Due to estimated increased MA payments and loss of bed licensing fees, this change has a state fiscal estimate of $287,700 AF ($118,400 GPR). This change has no fiscal effect for local governments.
Initial Regulatory Flexibility Analysis
The rule changes will not affect small businesses as “small business" is defined in s. 227.114 (1) (a), Stats.
Notice of Hearing
Insurance
[CR 03-038]
Notice is hereby given that pursuant to the authority granted under s. 601.41 (3), Stats., and the procedure set forth in under s. 227.18, Stats., OCI will hold a public hearing to consider the adoption of the attached proposed rulemaking order affecting s. Ins. 17.40 (1), (2), (3) and (4), Wis.
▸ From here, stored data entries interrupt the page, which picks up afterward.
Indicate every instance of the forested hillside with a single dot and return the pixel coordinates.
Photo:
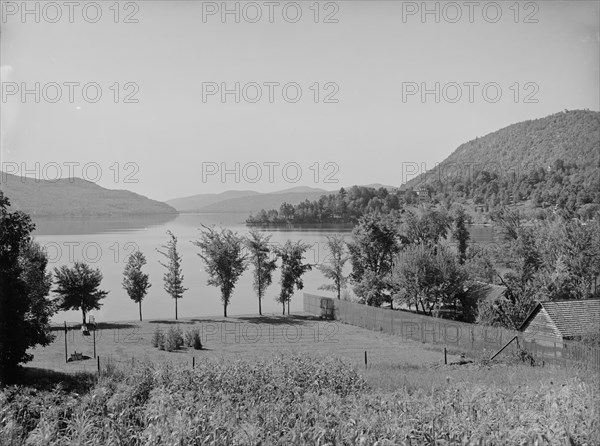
(553, 162)
(546, 165)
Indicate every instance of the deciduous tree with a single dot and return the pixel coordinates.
(224, 258)
(335, 269)
(173, 277)
(136, 282)
(25, 309)
(292, 270)
(260, 256)
(78, 288)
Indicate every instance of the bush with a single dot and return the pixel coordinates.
(192, 339)
(158, 338)
(174, 339)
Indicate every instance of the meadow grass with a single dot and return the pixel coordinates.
(310, 396)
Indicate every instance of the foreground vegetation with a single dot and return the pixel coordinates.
(306, 400)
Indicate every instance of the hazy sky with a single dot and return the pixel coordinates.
(370, 61)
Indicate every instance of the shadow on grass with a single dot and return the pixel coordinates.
(213, 320)
(99, 326)
(169, 321)
(279, 320)
(45, 379)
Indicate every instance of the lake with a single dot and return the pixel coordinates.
(105, 243)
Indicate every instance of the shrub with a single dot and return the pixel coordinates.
(158, 338)
(189, 338)
(174, 339)
(193, 339)
(197, 342)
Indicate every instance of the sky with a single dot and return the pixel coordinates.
(130, 96)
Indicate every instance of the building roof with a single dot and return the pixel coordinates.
(573, 317)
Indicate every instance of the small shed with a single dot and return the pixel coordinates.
(559, 320)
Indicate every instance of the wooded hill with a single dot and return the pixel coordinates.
(548, 165)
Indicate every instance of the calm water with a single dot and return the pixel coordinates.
(106, 243)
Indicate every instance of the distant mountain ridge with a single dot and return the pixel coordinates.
(550, 164)
(245, 201)
(75, 197)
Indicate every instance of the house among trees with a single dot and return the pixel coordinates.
(559, 320)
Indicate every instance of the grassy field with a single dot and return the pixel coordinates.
(248, 337)
(279, 390)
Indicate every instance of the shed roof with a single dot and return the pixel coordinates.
(573, 317)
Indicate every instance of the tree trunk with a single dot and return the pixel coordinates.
(259, 305)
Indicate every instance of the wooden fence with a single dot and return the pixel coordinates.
(476, 340)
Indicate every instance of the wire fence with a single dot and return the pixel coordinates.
(476, 340)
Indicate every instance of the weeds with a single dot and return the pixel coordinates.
(293, 399)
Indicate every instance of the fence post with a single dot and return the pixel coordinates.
(66, 333)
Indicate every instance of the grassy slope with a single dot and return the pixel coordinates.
(249, 393)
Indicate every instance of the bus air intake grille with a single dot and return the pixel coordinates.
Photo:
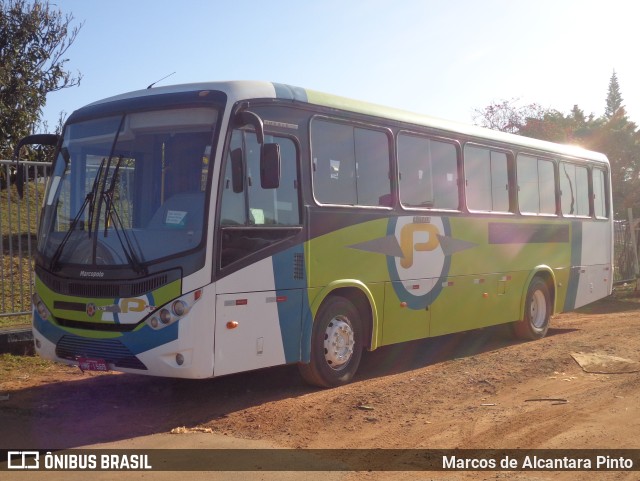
(94, 290)
(111, 350)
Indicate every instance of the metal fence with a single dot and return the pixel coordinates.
(625, 251)
(18, 227)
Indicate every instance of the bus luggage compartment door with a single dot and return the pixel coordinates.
(256, 329)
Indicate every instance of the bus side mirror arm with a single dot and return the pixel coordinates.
(246, 117)
(36, 139)
(269, 153)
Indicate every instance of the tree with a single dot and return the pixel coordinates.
(507, 115)
(613, 134)
(34, 39)
(614, 98)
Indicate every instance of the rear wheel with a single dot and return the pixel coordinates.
(537, 312)
(336, 344)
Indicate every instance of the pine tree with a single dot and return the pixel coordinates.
(614, 98)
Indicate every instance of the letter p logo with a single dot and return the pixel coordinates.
(408, 246)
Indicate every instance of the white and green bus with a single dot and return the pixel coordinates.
(200, 230)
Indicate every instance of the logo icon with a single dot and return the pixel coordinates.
(22, 460)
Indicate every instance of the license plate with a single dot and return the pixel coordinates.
(86, 364)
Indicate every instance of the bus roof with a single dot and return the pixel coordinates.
(243, 90)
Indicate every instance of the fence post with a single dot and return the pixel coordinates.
(634, 243)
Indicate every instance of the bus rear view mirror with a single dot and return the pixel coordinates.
(270, 166)
(237, 172)
(36, 139)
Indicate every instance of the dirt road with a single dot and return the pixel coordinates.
(473, 390)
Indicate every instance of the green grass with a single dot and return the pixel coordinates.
(11, 362)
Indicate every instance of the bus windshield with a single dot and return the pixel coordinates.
(128, 189)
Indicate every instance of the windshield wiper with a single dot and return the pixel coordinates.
(88, 200)
(118, 226)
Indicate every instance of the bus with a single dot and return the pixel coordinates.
(200, 230)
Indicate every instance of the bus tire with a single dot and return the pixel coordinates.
(336, 344)
(537, 312)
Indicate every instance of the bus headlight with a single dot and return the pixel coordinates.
(40, 307)
(174, 311)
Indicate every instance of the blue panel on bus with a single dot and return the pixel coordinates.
(290, 282)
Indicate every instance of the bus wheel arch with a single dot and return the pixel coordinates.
(537, 307)
(340, 332)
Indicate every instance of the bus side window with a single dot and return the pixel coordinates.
(574, 189)
(351, 165)
(487, 179)
(599, 194)
(536, 185)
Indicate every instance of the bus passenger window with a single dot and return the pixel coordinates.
(599, 194)
(350, 164)
(487, 179)
(428, 173)
(536, 185)
(574, 189)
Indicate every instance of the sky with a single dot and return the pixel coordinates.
(444, 58)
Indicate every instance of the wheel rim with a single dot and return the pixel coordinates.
(338, 343)
(538, 309)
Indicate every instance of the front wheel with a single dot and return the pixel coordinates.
(537, 312)
(336, 344)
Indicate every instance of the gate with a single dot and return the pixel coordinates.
(18, 227)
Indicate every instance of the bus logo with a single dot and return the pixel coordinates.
(21, 460)
(408, 246)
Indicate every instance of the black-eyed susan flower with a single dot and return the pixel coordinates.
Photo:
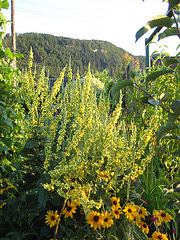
(161, 216)
(107, 220)
(130, 211)
(115, 202)
(95, 219)
(116, 212)
(137, 220)
(141, 211)
(144, 227)
(70, 209)
(2, 205)
(158, 236)
(51, 218)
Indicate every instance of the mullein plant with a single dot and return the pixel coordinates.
(89, 142)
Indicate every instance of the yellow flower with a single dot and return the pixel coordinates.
(115, 202)
(162, 216)
(2, 205)
(141, 211)
(107, 220)
(130, 211)
(137, 220)
(69, 210)
(144, 227)
(116, 212)
(51, 218)
(95, 219)
(157, 235)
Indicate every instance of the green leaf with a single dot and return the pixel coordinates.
(4, 4)
(163, 130)
(176, 153)
(31, 143)
(132, 74)
(173, 3)
(169, 61)
(173, 116)
(175, 105)
(167, 33)
(152, 76)
(42, 198)
(164, 181)
(9, 53)
(154, 102)
(164, 97)
(18, 55)
(119, 85)
(158, 21)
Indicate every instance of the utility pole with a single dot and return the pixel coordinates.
(13, 34)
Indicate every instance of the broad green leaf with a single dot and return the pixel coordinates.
(31, 143)
(132, 74)
(152, 76)
(175, 105)
(158, 21)
(163, 130)
(167, 33)
(164, 97)
(176, 153)
(119, 85)
(9, 53)
(164, 181)
(169, 61)
(18, 55)
(4, 4)
(154, 102)
(173, 116)
(173, 3)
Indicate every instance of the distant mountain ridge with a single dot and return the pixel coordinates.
(55, 53)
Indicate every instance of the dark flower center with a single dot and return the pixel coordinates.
(140, 211)
(114, 202)
(96, 218)
(69, 208)
(163, 214)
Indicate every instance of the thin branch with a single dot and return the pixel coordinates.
(152, 98)
(175, 20)
(57, 225)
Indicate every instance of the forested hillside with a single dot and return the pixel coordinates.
(55, 53)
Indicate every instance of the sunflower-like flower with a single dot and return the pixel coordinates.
(144, 227)
(161, 216)
(115, 202)
(116, 212)
(157, 235)
(107, 220)
(137, 220)
(51, 218)
(130, 211)
(141, 211)
(70, 209)
(95, 219)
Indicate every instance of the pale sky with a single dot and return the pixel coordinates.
(115, 21)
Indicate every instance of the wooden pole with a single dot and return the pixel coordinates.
(13, 34)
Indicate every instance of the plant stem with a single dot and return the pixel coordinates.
(151, 97)
(57, 225)
(176, 23)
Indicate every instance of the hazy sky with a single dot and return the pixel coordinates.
(115, 21)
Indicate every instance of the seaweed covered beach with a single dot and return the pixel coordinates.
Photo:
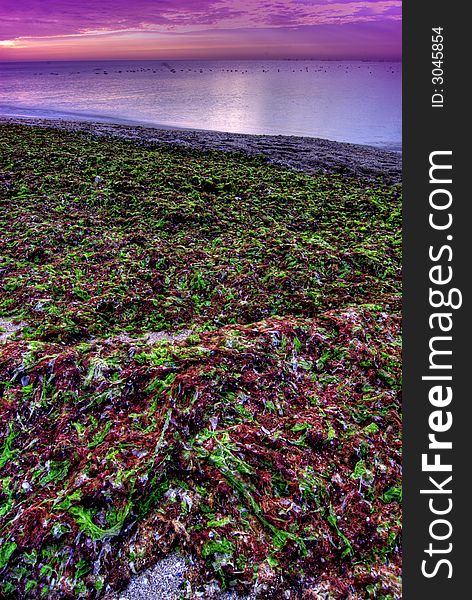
(200, 353)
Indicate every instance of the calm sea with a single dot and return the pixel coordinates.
(358, 102)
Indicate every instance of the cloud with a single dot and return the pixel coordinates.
(148, 28)
(38, 18)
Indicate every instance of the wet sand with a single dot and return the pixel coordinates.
(311, 155)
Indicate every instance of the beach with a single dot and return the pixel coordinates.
(200, 354)
(311, 155)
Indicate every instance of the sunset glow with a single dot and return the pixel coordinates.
(147, 29)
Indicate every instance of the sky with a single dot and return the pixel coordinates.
(200, 29)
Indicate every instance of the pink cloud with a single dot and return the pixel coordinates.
(27, 26)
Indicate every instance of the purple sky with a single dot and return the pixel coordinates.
(127, 29)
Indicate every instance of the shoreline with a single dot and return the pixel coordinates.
(311, 155)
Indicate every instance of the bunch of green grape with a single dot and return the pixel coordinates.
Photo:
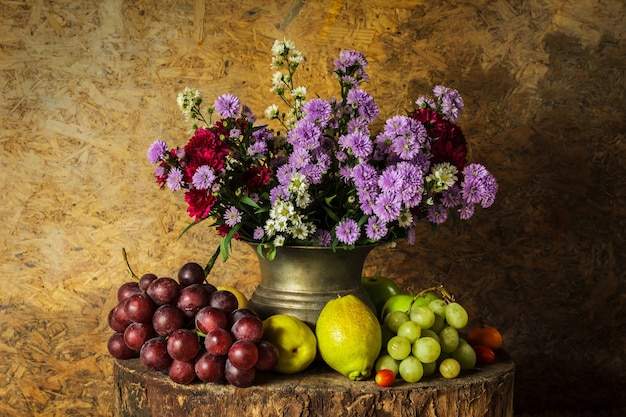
(425, 339)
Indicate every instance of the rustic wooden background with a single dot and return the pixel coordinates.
(87, 86)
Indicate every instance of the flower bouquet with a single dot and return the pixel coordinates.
(315, 174)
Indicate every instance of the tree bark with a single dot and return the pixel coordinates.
(319, 391)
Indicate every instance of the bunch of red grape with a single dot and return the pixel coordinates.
(189, 329)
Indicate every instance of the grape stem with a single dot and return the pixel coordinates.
(445, 294)
(125, 256)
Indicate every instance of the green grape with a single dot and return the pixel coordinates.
(430, 333)
(449, 339)
(410, 331)
(420, 301)
(426, 349)
(440, 323)
(456, 315)
(423, 316)
(429, 368)
(449, 368)
(464, 353)
(398, 347)
(395, 319)
(442, 357)
(432, 296)
(411, 369)
(386, 362)
(438, 307)
(386, 335)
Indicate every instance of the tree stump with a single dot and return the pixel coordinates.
(319, 391)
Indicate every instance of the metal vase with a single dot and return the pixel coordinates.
(302, 279)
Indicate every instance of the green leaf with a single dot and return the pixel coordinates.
(247, 200)
(211, 262)
(225, 241)
(331, 214)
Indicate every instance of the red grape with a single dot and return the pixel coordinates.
(243, 354)
(164, 290)
(209, 288)
(154, 355)
(268, 355)
(166, 319)
(136, 334)
(248, 328)
(118, 320)
(218, 341)
(224, 300)
(117, 347)
(235, 315)
(191, 273)
(191, 299)
(127, 289)
(210, 368)
(182, 372)
(183, 345)
(241, 378)
(209, 318)
(139, 308)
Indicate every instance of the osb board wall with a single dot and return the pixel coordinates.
(87, 86)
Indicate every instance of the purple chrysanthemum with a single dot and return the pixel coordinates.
(466, 211)
(227, 105)
(437, 214)
(451, 102)
(375, 228)
(306, 135)
(357, 143)
(157, 151)
(175, 179)
(317, 110)
(203, 178)
(232, 216)
(347, 231)
(387, 207)
(258, 233)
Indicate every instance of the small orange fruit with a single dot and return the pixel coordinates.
(485, 336)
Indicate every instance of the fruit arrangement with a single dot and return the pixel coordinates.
(422, 336)
(193, 330)
(189, 329)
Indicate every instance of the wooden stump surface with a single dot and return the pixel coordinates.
(319, 391)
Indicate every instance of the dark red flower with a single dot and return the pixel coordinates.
(224, 229)
(199, 203)
(449, 144)
(256, 177)
(205, 148)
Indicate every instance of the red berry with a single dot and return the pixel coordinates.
(385, 378)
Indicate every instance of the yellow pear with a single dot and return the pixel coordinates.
(349, 337)
(295, 341)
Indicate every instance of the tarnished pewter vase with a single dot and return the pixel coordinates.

Adm. Code requiring primary insurers and self-insurers to provide notice to the patients compensation fund of the filing of an out-of- state medical malpractice action against an insured Wisconsin health care provider.
Hearing Information
Date:   May 14, 2003
Time:   10:00 a.m., or as soon thereafter as the matter may be reached
Place:   Room 223, OCI, 125 S. Webster , Madison, WI
Written comments on the proposed rule will be accepted into the record and receive the same consideration as testimony presented at the hearing if they are received at OCI within 3 days following the date of the hearing. Written comments should be addressed to: Alice M. Shuman-Johnson, OCI, PO Box 7873, Madison WI 53707.
Initial Regulatory Flexibility Analysis
This rule does not impose any additional requirements on small businesses.